Ninguém parece saber quando e porquê nasceu esta tradição que a poucos agrada. Entre si, os professores chamam-lhe a "aula do pijama", já que quem a "dá" poderá estar a "dormir enquanto ela decorre". A explicação não é apresentada num tom menos sarcástico: "Ninguém vai ao seu próprio enterro." Mas isto é o que dizem em off.

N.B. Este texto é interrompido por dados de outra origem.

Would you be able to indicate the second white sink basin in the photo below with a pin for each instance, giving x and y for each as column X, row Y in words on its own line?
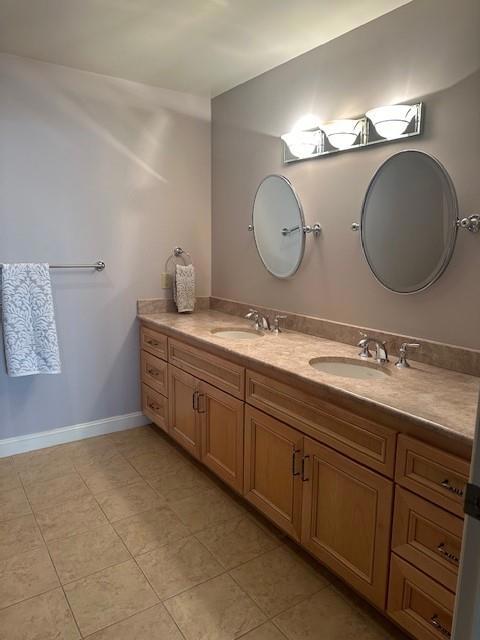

Em on, ninguém sabe explicar a tradição a que, num vocabulário muito próprio dos professores de Direito de Coimbra, se referiu Costa Andrade, aquele que na sala 8 proferiu "a última aula" de Figueiredo Dias. "[Trata-se] de uma tradição que, nem por estar consolidada, se pode reivindicar da mais apolínea das racionalidades", disse. A mulher de Figueiredo Dias, irritada por ter de deixar o marido em casa para ir assistir, com os quatro filhos de ambos, à última aula daquele com quem está casada há 47 anos, foi mais directa: "Isto é um absurdo!"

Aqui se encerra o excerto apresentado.